Sometimes I can surprise myself with how positive I can be. To be honest with you all, I have been in a particularly dark place as of late. Feeling stagnant, underproductive and lazy are not my favorite things. They rank as some of the most terrible and infuriating feelings on the planet.
I would rather be dead than be boring.
To be honest, I haven't been able to write anything of note in months. The project I used to invigorate myself became a backburner excuse to get the money out of the typewriter I foolishly bought on a sunny day in Sonoma County, CA.
I usually keep myself so busy that I don't have time to think, but lately it's been the opposite. I haven't pushed myself. I haven't finished anything I've set out to do. I have become the walking. living definition of everything I hate. I have become ordinary and boring.
In the later hours of the night I usually try to occupy myself with writing or music. I can't do either anymore. At 23 years old, I feel like I have burnt myself out completely.
Can you imagine? Living with that feeling every day? It's not really living is it.
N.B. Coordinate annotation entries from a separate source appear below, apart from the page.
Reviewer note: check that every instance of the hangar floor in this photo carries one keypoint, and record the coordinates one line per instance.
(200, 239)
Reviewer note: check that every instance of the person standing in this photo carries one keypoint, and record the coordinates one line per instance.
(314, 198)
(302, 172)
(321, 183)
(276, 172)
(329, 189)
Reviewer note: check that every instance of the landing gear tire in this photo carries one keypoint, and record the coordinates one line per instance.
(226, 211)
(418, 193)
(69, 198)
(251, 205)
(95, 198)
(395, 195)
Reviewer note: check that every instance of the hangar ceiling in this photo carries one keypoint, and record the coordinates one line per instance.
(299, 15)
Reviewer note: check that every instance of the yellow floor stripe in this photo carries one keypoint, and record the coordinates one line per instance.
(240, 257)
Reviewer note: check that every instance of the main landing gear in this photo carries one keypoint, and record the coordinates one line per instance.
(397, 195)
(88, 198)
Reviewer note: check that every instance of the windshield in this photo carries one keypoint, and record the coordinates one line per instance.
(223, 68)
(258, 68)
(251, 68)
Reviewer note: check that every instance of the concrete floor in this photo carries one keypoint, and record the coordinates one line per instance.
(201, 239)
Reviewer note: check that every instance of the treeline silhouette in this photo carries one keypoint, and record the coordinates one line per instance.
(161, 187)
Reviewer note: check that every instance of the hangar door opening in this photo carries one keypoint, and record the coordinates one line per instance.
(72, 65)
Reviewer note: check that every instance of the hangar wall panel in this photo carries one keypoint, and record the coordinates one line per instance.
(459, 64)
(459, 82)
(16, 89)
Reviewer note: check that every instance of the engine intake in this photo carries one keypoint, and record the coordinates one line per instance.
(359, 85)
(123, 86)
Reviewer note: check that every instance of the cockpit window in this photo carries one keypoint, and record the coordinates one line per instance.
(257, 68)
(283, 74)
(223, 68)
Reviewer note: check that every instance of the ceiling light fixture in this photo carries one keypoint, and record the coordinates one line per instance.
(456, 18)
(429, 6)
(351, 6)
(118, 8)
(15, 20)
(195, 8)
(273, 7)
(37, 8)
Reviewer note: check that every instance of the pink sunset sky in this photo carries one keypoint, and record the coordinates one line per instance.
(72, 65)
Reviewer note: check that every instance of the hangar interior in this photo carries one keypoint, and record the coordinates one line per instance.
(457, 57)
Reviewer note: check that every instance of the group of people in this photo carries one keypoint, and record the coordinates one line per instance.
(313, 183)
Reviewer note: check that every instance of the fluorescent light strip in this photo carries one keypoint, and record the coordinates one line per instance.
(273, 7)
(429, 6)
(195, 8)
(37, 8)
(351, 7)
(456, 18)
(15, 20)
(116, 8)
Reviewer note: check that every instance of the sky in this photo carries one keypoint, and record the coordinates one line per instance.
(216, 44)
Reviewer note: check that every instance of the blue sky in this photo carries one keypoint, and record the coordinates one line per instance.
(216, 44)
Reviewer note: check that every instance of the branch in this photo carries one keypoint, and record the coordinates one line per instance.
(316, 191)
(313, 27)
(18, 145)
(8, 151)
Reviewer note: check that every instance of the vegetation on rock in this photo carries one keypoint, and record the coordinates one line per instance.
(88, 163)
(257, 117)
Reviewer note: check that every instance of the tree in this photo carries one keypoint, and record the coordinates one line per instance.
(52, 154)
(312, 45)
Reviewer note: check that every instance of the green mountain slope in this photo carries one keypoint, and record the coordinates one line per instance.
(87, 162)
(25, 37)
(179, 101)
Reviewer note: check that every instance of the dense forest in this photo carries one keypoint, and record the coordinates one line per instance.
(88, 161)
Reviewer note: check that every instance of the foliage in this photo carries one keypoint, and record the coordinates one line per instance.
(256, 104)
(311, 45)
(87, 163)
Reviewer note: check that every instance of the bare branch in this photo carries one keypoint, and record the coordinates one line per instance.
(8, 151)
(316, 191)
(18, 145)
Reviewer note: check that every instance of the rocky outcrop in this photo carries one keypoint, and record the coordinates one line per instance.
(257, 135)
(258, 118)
The greatest minds of all time changed things because of perspective. Because they saw the world in a way that was never seen before. One word. One glance. One set of actions...can change the course of history.
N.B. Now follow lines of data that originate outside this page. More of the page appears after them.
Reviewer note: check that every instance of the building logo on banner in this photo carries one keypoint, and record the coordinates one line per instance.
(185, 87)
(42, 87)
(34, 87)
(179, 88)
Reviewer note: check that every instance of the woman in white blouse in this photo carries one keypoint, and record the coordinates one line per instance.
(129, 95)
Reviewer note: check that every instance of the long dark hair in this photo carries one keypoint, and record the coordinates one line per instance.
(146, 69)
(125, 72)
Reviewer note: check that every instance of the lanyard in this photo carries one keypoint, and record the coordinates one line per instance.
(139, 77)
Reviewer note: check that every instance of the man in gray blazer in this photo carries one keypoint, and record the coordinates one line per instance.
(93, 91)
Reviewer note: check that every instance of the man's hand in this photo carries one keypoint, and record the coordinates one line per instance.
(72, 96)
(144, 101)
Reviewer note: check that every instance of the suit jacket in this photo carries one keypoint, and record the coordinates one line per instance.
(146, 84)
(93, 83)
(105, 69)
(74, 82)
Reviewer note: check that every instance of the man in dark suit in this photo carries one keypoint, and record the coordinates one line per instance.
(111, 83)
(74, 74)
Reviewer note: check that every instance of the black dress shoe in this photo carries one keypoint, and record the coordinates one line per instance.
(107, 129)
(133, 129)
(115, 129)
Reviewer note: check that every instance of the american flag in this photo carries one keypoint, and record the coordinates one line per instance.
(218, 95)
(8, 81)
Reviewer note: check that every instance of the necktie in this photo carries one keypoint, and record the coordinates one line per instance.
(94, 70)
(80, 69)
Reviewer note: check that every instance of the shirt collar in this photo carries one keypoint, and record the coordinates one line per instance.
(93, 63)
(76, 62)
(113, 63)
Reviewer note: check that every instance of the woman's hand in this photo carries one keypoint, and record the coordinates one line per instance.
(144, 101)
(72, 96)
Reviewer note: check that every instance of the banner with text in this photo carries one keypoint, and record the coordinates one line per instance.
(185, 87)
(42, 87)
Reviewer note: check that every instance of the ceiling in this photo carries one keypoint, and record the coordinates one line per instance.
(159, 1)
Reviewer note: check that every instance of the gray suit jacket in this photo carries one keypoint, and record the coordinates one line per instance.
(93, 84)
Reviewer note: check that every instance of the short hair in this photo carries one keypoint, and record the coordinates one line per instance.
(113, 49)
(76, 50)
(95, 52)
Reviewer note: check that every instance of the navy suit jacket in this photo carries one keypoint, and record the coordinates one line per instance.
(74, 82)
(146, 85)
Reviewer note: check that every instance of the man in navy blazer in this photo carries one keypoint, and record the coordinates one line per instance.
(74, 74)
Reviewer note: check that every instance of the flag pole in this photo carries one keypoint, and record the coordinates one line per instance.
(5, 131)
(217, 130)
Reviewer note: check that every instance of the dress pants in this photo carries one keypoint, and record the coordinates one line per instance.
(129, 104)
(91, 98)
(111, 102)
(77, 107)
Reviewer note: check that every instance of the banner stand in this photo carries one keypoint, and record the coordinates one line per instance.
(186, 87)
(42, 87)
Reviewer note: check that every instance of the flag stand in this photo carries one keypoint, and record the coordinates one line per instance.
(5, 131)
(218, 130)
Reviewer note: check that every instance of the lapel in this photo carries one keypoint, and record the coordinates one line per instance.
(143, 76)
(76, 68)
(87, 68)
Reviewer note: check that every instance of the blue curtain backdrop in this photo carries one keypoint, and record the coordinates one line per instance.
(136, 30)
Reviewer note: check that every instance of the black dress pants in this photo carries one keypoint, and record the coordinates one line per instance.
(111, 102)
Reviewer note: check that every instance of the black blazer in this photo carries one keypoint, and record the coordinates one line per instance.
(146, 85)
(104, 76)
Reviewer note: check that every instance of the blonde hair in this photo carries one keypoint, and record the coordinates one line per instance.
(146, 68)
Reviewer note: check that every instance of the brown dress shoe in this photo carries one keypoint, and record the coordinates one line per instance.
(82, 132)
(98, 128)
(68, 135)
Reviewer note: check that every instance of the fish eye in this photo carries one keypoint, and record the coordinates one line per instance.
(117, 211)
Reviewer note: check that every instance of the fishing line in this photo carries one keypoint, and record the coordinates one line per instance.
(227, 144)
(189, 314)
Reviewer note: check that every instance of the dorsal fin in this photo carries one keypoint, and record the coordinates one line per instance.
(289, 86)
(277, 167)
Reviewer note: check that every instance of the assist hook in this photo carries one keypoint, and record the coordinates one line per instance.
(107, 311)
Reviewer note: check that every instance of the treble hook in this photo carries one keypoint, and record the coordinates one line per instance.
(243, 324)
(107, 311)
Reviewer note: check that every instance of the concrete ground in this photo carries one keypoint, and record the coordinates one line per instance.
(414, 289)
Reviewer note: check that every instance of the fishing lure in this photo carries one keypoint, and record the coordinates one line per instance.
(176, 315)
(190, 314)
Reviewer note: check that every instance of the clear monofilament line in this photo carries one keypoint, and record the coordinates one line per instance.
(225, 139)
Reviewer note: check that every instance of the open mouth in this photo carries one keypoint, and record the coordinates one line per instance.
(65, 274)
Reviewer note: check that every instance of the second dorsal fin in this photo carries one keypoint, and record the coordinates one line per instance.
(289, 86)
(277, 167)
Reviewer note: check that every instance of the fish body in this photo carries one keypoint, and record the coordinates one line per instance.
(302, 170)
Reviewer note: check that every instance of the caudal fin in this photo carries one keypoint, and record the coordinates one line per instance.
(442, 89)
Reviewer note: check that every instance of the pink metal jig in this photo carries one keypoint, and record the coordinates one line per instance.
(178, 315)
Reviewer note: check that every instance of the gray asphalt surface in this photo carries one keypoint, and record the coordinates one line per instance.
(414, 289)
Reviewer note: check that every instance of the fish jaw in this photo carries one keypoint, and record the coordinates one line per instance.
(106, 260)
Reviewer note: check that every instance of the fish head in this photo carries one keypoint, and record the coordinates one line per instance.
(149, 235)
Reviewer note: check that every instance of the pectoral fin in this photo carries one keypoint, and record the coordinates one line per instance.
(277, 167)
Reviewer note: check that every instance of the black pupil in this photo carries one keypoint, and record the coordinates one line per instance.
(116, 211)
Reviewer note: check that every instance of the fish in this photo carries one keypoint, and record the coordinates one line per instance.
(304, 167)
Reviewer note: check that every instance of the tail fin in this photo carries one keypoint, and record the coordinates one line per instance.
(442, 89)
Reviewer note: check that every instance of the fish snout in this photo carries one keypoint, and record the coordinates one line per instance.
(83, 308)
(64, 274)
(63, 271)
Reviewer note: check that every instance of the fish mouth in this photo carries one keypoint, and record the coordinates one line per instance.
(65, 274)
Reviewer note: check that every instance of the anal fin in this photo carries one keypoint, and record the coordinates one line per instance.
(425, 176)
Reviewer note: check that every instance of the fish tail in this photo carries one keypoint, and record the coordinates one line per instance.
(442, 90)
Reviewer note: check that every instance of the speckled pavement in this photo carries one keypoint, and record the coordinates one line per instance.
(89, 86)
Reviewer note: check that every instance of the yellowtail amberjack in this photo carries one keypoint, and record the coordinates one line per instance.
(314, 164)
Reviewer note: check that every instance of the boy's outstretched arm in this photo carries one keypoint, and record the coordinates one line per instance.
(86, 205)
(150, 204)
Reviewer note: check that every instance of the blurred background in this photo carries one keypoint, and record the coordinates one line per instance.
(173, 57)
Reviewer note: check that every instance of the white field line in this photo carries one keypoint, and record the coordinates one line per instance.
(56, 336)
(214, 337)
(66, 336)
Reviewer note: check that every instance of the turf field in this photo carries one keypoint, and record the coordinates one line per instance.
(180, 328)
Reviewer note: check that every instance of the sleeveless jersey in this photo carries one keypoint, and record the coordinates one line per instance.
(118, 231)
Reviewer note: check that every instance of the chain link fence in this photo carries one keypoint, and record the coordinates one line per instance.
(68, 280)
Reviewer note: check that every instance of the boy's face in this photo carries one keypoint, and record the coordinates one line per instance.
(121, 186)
I was talking with a close friend about this exact thing, the concept of contentment, about writing yourself off, about creating a negative outlook without even noticing it.
I felt the advice and the positive energy coming out of me, but it wasn't in the service of myself. It was in the service of him, for his sake. Never for mine. When other people are bearing their souls, their grievances...it's easy for me to put things into perspective, but when it comes to myself...I have no skills.
And then I realized...that I had done it. I created this negative, bleak, black reality without even noticing it. I was sabotaging myself all over again. But this time, there weren't any substances, no triggers or feelings of guilt. There was just my brain...me, creating something out of nothing...selling myself short automatically.
I'm not sure if this will make sense to anyone outside of my brain, but I am trying to fix my outlook...to grab life like I always have.
I'm trying to remember the person who wanted to play Hamlet even though she was a girl, and nobody thought she could. I'm trying to remember the person who fronted a rock band...who didn't care what anyone thought of her.
That person is writing these words, right now, late at night in a sunny bedroom in California. That person is inside all of the hate and guilt and sadness. That person will someday do great things.
It doesn't matter who you are, where you are, or who you're comparing yourself too. Someday, somehow you will look back and remember that you were right where you needed to be. Sometimes, all it takes is force of habit: change your perspective. Change your ways. Remove negativity surgically if you have to.